Après, dans la semaine, j’ai vu un rappeur se faire poser un caillou en diamant de vingt-trois millions de dollars sur son front comme étant un piercing. Un diamant de forme isocèle, rose et brillant. Ça avait tout d’un vagin. Mais ne comptez pas sur moi pour lécher ça.
Puis, ce matin, France culture nous fait le portrait du premier transsexuel enceint. Oui, pour une fois, je n’ai pas fait de faute d’orthographe. C’est bien écrit enceint. En gros, c’est un mec, tout chétif, mais avec un gros bide. Sauf que son bide n’est pas dû à un excès de bibine. Perso, j’en ai rien à foutre que tu te fasse ça. Mais reste qu’il faut être sacrément perché pour le faire.

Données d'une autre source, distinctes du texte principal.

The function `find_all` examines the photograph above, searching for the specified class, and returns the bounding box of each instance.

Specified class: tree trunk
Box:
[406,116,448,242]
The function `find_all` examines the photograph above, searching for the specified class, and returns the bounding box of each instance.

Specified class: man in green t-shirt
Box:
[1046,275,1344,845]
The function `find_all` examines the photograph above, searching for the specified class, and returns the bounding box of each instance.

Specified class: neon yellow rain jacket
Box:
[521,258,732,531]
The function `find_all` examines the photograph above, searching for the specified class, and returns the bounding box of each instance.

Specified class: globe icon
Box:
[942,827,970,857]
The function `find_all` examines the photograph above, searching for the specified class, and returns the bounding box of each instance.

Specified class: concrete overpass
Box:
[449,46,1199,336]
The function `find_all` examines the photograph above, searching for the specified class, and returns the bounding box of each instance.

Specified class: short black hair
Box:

Bref, je ne suis pas là pour juger -enfin si, un peu beaucoup quand même. Je vais juste vous donner mon ressenti.
J’ai férocement peur de l’argent, de la richesse. Dans tous les scénarios de ma vie, je ne me suis jamais imaginé riche. Puis de ma vie, je n’ai jamais été riche. Riche fait uniquement référence à l’argent. Car riche, je l’ai été de bien des manières. D’ailleurs, je me dis souvent que si j’avais eu assez d’argent pour vivre sans travailler, j’aurais peut-être eu un excès de flemmardise -plus que je ne le suis déjà. Mais je n’aurais pas été aussi déterminé, aussi amoureux de l’art, aussi proche et compatissant des gens, aussi proche de mes proches.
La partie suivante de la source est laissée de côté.